More precisely, failed connection attempts are recorded in the entry of the addrLookup table with reported peer ID, which contains the last address added for that node ID, which is not necessarily the reported peer address.

Good peers

The MarkGood method marks a peer ID as good.

It is invoked by the consensus reactor, via switch, when the number of useful messages received from a peer is a multiple of 10000. Vote and block part messages are considered for this number, they must be valid and not be duplicated messages to be considered useful.

The SwitchReporter type of behaviour package also invokes the MarkGood method when a "reason" associated with consensus votes and block parts is reported. No reactor, however, currently provides these "reasons" to the SwitchReporter.
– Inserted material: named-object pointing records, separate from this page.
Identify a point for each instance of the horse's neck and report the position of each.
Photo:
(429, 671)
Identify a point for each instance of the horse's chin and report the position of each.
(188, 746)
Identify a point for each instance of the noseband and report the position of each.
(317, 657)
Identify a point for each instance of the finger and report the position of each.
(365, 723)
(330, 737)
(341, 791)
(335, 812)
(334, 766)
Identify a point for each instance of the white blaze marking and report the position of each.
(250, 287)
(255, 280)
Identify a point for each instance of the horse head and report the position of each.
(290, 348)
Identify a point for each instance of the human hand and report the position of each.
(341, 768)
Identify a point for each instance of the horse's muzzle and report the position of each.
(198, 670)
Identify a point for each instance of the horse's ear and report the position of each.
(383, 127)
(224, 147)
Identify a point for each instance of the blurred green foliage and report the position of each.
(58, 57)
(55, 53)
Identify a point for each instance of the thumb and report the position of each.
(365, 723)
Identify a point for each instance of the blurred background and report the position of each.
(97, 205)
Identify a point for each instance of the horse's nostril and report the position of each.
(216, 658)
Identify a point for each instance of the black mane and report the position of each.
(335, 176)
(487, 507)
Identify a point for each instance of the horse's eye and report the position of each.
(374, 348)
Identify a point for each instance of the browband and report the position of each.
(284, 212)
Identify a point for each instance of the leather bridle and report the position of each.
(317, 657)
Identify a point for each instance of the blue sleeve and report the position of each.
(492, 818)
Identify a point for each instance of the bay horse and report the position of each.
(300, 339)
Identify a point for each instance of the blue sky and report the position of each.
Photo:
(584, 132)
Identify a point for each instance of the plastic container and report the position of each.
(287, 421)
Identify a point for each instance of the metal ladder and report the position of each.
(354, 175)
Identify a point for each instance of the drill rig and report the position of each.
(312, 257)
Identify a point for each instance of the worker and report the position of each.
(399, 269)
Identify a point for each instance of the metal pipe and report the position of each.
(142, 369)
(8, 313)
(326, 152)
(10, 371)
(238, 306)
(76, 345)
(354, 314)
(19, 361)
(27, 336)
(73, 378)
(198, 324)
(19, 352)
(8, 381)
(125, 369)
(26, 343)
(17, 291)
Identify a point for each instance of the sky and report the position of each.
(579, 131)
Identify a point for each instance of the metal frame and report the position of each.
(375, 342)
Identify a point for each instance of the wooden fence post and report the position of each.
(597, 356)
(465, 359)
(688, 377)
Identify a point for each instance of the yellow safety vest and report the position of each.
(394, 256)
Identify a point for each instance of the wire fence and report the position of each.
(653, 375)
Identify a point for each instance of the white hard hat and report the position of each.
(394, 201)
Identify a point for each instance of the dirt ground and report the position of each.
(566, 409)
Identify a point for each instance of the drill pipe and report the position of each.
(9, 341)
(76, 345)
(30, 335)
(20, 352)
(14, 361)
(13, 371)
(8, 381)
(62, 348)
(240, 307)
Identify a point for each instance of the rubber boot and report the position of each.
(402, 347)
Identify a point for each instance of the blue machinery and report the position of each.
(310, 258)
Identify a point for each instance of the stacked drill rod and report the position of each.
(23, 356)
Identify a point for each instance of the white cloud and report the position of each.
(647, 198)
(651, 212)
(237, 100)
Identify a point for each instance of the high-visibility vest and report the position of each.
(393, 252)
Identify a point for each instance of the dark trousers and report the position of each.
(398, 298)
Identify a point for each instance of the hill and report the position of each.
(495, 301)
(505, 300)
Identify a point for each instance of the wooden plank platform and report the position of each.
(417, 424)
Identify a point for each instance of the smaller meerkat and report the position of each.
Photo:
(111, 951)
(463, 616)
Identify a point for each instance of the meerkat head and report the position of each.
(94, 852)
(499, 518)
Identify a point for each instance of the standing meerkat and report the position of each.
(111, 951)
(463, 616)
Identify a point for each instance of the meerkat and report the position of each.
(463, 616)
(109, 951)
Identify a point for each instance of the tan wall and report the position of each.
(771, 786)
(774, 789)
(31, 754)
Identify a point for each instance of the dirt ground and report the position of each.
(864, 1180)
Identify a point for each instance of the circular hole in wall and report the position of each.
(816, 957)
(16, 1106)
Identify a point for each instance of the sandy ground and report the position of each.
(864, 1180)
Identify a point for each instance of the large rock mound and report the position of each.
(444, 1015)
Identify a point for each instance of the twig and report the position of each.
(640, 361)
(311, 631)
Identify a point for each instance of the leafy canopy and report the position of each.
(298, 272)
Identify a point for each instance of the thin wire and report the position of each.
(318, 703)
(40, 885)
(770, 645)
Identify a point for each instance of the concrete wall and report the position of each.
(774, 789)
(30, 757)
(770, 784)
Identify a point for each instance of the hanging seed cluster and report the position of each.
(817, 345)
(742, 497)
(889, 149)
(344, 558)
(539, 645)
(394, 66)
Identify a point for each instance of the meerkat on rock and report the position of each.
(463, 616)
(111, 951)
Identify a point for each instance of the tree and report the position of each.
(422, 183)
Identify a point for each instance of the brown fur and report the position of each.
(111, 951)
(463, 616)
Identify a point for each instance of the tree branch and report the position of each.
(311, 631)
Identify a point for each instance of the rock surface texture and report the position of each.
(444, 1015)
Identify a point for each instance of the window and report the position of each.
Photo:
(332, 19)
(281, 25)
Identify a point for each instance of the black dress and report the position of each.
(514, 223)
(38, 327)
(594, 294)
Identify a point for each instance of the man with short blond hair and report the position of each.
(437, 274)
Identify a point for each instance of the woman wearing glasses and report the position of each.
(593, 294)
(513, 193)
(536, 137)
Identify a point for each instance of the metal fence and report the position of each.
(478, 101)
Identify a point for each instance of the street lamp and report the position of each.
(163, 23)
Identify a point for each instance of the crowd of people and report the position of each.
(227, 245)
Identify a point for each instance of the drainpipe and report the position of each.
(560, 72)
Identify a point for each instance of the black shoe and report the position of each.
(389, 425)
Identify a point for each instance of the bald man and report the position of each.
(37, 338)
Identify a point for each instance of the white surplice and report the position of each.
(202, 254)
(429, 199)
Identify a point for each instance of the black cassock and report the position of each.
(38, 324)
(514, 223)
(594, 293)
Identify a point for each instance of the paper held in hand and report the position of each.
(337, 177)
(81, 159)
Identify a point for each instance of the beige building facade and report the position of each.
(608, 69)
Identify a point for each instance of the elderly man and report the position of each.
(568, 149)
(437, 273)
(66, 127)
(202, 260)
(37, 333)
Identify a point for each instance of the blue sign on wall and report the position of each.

The effect of this action is that the address registered for the peer's ID in the addrLookup table, which is the last address added with that ID, is marked as good and moved to a bucket of old addresses. An address marked as good has its failed to connect counter and timestamp reset. If the destination bucket of old addresses is full, the oldest address in the bucket is moved (downgraded) to a bucket of new addresses.

Moving the peer address to a bucket of old addresses has the effect of upgrading, or increasing the ranking of a peer in the address book.

Bad peers

The MarkBad method marks a peer as bad and bans it for a period of time.

This method is only invoked within the PEX reactor, with a banning time of 24 hours, for the following reasons:

  • A peer misbehaves in the PEX protocol
  • When the maxAttemptsToDial limit (16) is reached for a peer
  • If an ErrSwitchAuthenticationFailure error is returned when dialing a peer

The effect of this action is that the address registered for the peer's ID in the addrLookup table, which is the last address added with that ID, is banned for a period of time. The banned peer is removed from the addrLookup table and from all buckets where its addresses are stored.

The information about banned peers, however, is not discarded. It is maintained in the badPeers map, indexed by peer ID. This allows, in particular, addresses of banned peers to be reinstated, i.e., to be added back to the address book, when their ban period expires.

Reinstating addresses

The ReinstateBadPeers method attempts to re-add banned addresses to the address book.

It is invoked by the PEX reactor when dialing new peers. This action is taken before requesting additional addresses to peers, in the case that the node needs more peer addresses.

The set of banned peer addresses is retrieved from the badPeers map. Addresses that are not any longer banned, i.e., whose banned period has expired, are added back to the address book as new addresses, while the corresponding node IDs are removed from the badPeers map.

Removing addresses

The RemoveAddress method removes an address from the address book.

It is invoked by the switch when it dials a peer or accepts a connection from a peer that ends up being the node itself (IsSelf error). In both cases, the address dialed or accepted is also added to the address book as a local address, via the AddOurAddress method.

The same logic is also internally used by the address book for removing addresses of a peer that is marked as a bad peer.

The entry registered with the peer ID of the address in the addrLookup table, which is the last address added with that ID, is removed from all buckets where it is stored and from the addrLookup table.

FIXME: is it possible that addresses with the same ID as the removed address, but with distinct network addresses, are kept in buckets of the address book? While they will not be accessible anymore, as there is no reference to them in the addrLookup, they will still be there.

Persistence

The loadFromFile method, called when the address book is started, reads address book entries from a file, passed to the address book constructor. The file, at this point, does not need to exist.

The saveRoutine is started when the address book is started. It saves the address book to the configured file every dumpAddressInterval, hard-coded to 2 minutes. It is also possible to save the content of the address book using the Save method. Saving the address book content to a file acquires the address book lock, also employed by all other public methods.